令和5年度原子力発電施設等立地地域基盤整備支援事業(周辺地域と連携した広域観光ルートの開発による観光流動の活性化に係る調査事業)-調査報告書概要版-
報告書概要
この報告は、玄海原子力発電所の立地自治体である玄海町を中心とした上場地域における広域観光振興について書かれた報告書である。玄海町は日本の棚田百選に選定された「浜野浦の棚田」を有する観光資源があるものの、消費の受け皿不足やゴールデンウィーク期間への観光客集中という課題を抱えている。このため町単独では観光資産や人的リソースが不十分であり、周辺自治体との広域連携による観光振興が求められていた。令和2年度から4年間にわたり九州経済産業局が支援し、広域観光ルートの開発と受入れ体制構築を段階的に進めてきた成果がまとめられている。
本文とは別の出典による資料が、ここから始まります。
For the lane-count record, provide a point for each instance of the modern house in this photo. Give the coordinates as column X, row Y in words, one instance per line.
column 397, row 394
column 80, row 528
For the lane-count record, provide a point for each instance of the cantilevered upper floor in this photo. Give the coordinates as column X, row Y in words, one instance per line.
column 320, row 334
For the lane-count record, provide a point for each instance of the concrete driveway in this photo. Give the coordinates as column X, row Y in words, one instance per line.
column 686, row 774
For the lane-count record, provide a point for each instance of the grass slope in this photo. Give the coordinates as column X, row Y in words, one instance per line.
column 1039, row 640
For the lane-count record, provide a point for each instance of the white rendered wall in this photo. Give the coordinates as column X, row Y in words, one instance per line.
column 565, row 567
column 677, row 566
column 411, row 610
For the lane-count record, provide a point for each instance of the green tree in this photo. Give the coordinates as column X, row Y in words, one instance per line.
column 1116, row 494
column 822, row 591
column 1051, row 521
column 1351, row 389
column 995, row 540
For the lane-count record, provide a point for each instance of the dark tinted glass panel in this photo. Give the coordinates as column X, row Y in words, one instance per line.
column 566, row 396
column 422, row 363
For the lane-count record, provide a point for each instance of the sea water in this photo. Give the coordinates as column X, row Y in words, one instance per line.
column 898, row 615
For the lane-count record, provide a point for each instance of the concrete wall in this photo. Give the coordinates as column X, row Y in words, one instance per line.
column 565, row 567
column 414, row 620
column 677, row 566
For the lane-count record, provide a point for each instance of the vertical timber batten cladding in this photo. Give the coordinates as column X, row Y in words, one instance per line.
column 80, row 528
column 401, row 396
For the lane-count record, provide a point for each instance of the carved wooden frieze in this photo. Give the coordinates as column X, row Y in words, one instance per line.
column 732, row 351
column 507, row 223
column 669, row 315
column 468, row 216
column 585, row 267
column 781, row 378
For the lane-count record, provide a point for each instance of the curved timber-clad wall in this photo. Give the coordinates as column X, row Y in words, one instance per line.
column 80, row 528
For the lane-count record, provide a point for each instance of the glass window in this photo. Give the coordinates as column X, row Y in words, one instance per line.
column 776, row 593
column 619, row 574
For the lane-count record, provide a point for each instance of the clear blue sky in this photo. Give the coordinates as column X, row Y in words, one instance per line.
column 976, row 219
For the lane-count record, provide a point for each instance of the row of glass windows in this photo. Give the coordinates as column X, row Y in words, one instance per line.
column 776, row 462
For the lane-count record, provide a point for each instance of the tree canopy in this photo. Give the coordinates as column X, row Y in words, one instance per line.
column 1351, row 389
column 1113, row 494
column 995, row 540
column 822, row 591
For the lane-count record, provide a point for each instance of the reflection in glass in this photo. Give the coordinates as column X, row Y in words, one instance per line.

令和5年度においては、玄海町みんなの地域商社を中核とした民間主導の体制構築に重点を置き、共創会議の開催や共創プロジェクトの試行を通じて地元事業者の参画促進を図った。先進地視察では福岡県津屋崎地域の取組みから人を基軸とした地域づくりの手法を学び、インスタグラム動画制作による情報発信スキル向上の実践的な取組みを実施した。これらの活動により累計4回の共創会議に延べ38名が参加し、地域商社と地元事業者による民間チームの構築が進展している。また旅行会社との連携により民間自主事業としてバスツアーが催行され、新たに1000名以上の送客実現という具体的成果を上げている。今後令和6年度から8年度の3年間で広域観光の定着を目指し、観光コンテンツの磨き上げ、個人旅行における認知促進、民間主導モデルの確立を段階的に推進する計画が示されている。